The only other type of film you are likely to encounter is 120 or 220 film that is used by medium format cameras}.
Swapping the film stock you are using will alter the look of your images. This is one of the terrific things about film.
DX Coded Film

Nearly all new 35mm film on the market at this point has a DX code. This lets cameras to detect and set the ISO of the film loaded into the camera.
The ASA (ISO) on the Yashica FX-3 Super 2000 must be dialed in manually. Which means that DX-coding isn’t going to matter.

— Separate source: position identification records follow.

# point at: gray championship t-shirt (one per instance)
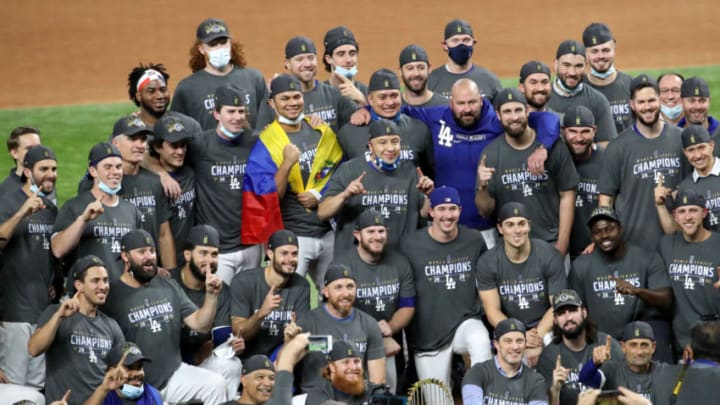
(194, 95)
(26, 263)
(595, 102)
(219, 167)
(358, 328)
(525, 387)
(446, 294)
(76, 358)
(617, 94)
(101, 236)
(298, 219)
(586, 199)
(574, 362)
(525, 288)
(692, 268)
(633, 167)
(441, 81)
(152, 317)
(540, 193)
(381, 287)
(591, 276)
(393, 194)
(248, 291)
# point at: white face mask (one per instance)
(219, 58)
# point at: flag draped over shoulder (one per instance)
(261, 205)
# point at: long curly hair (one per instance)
(197, 60)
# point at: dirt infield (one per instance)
(80, 51)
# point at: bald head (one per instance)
(466, 103)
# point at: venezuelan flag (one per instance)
(261, 204)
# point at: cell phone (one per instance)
(320, 343)
(608, 397)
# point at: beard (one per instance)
(354, 388)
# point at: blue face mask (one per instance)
(348, 73)
(229, 134)
(107, 190)
(603, 75)
(460, 54)
(671, 112)
(132, 392)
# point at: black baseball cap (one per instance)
(458, 27)
(508, 95)
(694, 87)
(566, 298)
(383, 79)
(283, 83)
(36, 154)
(578, 116)
(695, 134)
(134, 354)
(100, 151)
(174, 128)
(686, 196)
(413, 53)
(637, 330)
(203, 235)
(596, 34)
(570, 46)
(229, 95)
(343, 350)
(336, 272)
(211, 29)
(338, 36)
(602, 213)
(383, 127)
(532, 67)
(508, 325)
(130, 125)
(369, 217)
(282, 237)
(511, 210)
(298, 46)
(136, 239)
(257, 362)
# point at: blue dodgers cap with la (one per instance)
(444, 195)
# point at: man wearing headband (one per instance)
(75, 335)
(503, 176)
(647, 154)
(385, 100)
(338, 317)
(94, 221)
(569, 90)
(379, 180)
(505, 376)
(601, 74)
(385, 286)
(265, 299)
(217, 60)
(26, 221)
(448, 315)
(520, 277)
(340, 60)
(151, 311)
(459, 44)
(691, 260)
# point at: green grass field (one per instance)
(71, 130)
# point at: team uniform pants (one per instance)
(314, 255)
(15, 361)
(231, 263)
(189, 383)
(471, 338)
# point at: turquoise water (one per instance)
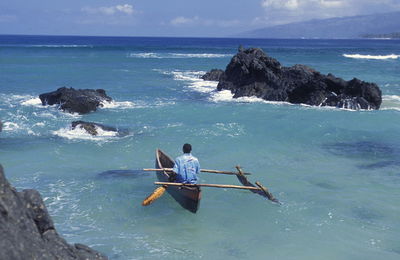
(337, 172)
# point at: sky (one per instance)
(200, 18)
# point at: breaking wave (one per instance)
(152, 55)
(195, 83)
(372, 57)
(80, 134)
(36, 102)
(390, 102)
(118, 104)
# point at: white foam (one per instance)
(200, 55)
(36, 102)
(172, 55)
(390, 102)
(81, 134)
(371, 57)
(118, 104)
(144, 55)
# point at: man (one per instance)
(186, 166)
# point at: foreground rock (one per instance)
(213, 75)
(72, 100)
(252, 73)
(94, 128)
(27, 231)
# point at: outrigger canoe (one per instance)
(187, 197)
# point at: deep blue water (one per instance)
(337, 172)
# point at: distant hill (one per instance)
(333, 28)
(395, 35)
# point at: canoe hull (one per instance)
(187, 197)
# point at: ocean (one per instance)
(336, 171)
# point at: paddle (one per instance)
(202, 170)
(207, 185)
(155, 195)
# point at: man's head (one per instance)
(187, 148)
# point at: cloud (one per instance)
(110, 10)
(287, 11)
(196, 20)
(180, 20)
(277, 4)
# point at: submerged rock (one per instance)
(93, 128)
(27, 230)
(213, 75)
(72, 100)
(252, 73)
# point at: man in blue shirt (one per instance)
(186, 166)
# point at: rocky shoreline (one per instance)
(253, 73)
(28, 232)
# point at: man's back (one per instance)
(186, 168)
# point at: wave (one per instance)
(36, 102)
(81, 134)
(118, 104)
(390, 102)
(195, 83)
(200, 55)
(152, 55)
(372, 57)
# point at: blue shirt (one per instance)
(186, 168)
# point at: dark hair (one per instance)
(187, 148)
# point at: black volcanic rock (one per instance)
(213, 75)
(27, 231)
(92, 128)
(252, 73)
(72, 100)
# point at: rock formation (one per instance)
(213, 75)
(27, 231)
(93, 128)
(252, 73)
(72, 100)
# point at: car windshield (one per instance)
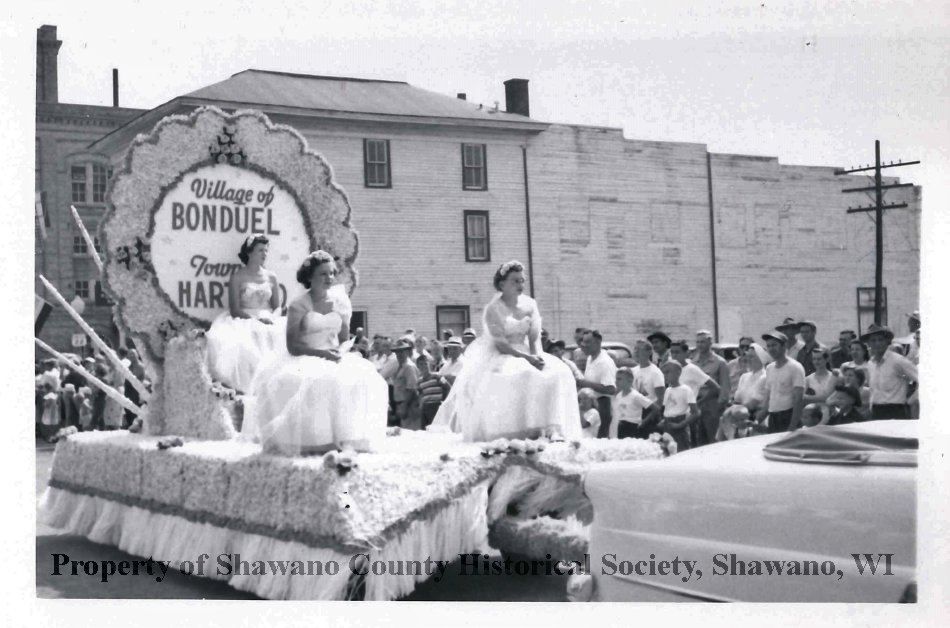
(839, 445)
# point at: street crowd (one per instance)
(783, 381)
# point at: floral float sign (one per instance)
(189, 194)
(202, 222)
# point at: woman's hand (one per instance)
(331, 355)
(536, 361)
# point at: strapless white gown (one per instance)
(502, 396)
(236, 346)
(305, 404)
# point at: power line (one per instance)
(878, 207)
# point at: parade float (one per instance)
(183, 483)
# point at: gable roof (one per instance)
(343, 94)
(325, 97)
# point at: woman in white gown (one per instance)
(319, 396)
(250, 331)
(507, 387)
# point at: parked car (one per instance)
(836, 501)
(616, 350)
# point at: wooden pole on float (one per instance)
(99, 342)
(110, 392)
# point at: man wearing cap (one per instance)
(889, 375)
(468, 337)
(600, 375)
(841, 354)
(845, 400)
(405, 380)
(452, 363)
(557, 349)
(784, 386)
(712, 406)
(809, 344)
(661, 347)
(789, 328)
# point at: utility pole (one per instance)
(878, 208)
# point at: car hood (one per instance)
(729, 498)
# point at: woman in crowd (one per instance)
(750, 393)
(819, 386)
(859, 357)
(251, 329)
(318, 396)
(506, 387)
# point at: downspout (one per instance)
(527, 216)
(712, 248)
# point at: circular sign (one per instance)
(201, 224)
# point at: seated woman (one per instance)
(318, 396)
(506, 386)
(250, 330)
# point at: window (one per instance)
(376, 172)
(866, 308)
(451, 317)
(80, 247)
(89, 182)
(359, 319)
(78, 184)
(477, 240)
(474, 171)
(100, 179)
(101, 297)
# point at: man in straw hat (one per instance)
(889, 375)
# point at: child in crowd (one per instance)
(679, 406)
(405, 382)
(430, 391)
(590, 417)
(83, 401)
(627, 408)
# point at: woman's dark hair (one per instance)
(504, 270)
(864, 348)
(249, 243)
(310, 265)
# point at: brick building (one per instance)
(625, 235)
(68, 172)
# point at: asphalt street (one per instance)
(51, 541)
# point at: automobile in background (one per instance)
(616, 350)
(825, 507)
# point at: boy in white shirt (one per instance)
(590, 418)
(679, 406)
(627, 408)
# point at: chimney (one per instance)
(47, 49)
(516, 96)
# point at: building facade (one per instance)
(624, 235)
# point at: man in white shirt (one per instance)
(784, 387)
(705, 388)
(647, 377)
(452, 364)
(600, 375)
(790, 329)
(889, 373)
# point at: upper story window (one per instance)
(81, 248)
(89, 182)
(477, 240)
(376, 169)
(474, 167)
(82, 289)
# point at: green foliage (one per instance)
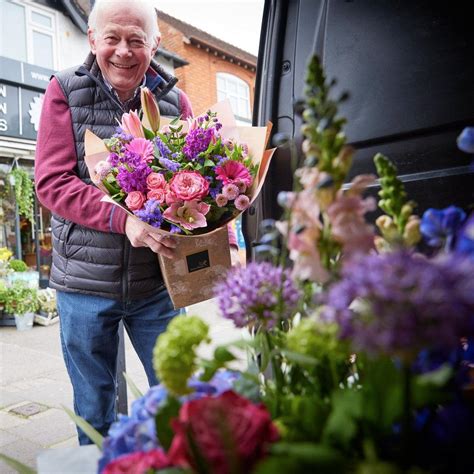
(24, 191)
(17, 265)
(21, 299)
(174, 355)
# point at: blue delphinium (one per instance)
(439, 226)
(137, 432)
(466, 140)
(465, 239)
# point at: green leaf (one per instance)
(166, 412)
(301, 359)
(149, 135)
(17, 465)
(131, 385)
(88, 429)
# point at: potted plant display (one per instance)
(22, 302)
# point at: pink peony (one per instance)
(242, 202)
(156, 181)
(231, 171)
(131, 124)
(189, 185)
(135, 200)
(142, 147)
(221, 200)
(157, 194)
(190, 214)
(230, 191)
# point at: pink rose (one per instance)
(190, 214)
(189, 185)
(135, 200)
(156, 181)
(157, 194)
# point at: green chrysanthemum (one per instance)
(174, 355)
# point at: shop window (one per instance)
(28, 33)
(238, 92)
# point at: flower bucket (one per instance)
(24, 322)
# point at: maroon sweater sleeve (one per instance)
(58, 186)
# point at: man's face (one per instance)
(123, 49)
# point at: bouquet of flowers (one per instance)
(185, 178)
(362, 348)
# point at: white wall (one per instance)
(73, 46)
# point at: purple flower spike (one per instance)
(466, 140)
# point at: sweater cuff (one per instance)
(118, 218)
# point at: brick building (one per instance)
(216, 69)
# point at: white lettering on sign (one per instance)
(39, 76)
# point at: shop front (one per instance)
(24, 224)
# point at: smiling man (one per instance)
(104, 267)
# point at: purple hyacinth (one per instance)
(151, 214)
(169, 164)
(197, 141)
(137, 432)
(399, 303)
(165, 152)
(134, 179)
(259, 294)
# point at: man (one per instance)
(104, 262)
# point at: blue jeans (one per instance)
(89, 339)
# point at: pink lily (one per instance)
(151, 112)
(189, 214)
(131, 124)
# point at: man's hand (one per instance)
(140, 236)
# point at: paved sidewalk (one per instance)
(34, 386)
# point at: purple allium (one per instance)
(165, 152)
(137, 432)
(151, 214)
(400, 303)
(259, 294)
(134, 180)
(169, 164)
(439, 226)
(197, 141)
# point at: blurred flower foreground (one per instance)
(361, 350)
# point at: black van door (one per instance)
(409, 69)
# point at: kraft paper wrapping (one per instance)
(202, 259)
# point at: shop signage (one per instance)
(22, 88)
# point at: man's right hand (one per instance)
(140, 236)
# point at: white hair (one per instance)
(142, 7)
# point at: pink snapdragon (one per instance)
(135, 200)
(142, 147)
(131, 124)
(189, 185)
(189, 215)
(231, 171)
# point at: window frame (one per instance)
(31, 26)
(238, 81)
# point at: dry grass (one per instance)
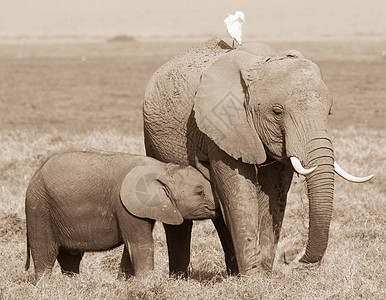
(354, 266)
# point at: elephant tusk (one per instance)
(342, 173)
(297, 165)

Yashica FX-3 Super 2000 Resources
Where to Get 35mm Film Developed?
You will find a range of choices for where to have 35mm film processed. For a more extensive explanation of the options see my guide on Where to Develop Film.
WARNING: Big box stores and pharmacies have ended processing film on location. They ship film off to be processed by a separate company. As a consequence, you will not get your developed negatives back.
- Develop Film at Home
- Use a Local Photography Lab
- Use a Mail Order Photo Lab
- Pharmacy or Big Box Store
The most convenient method and what I would suggest using if you are just beginning to shoot film is to mail your film to a lab to be processed and scanned. A drawback to this is that it can become very expensive if you are consistently shooting film.
There are two actions that can be done to decrease the costs involved in shooting film, assuming that you are using a medium to high volume of film.
Bulk Loading Film
One of the common methods to spend less money on film is to buy a roll of 100 feet of film and load canisters by hand.
A 100’ roll of film should fill up roughly 18 canisters of film containing 36 exposures. Based on the film you are likely to save 20%-30%.
Take into account that you are only going to be able to purchase 100’ rolls of black and white film. This is due to black and white film is much easier and cheaper to develop yourself.
Home Developing and Scanning
All film can be developed at home. It is an excellent way to save money so you can shoot more film with your Yashica FX-3 Super 2000.
Black and white film is significantly less complicated to develop. Developer temperature and time are both not as crucial to do correctly with black & white film as they are for color negative or transparency film.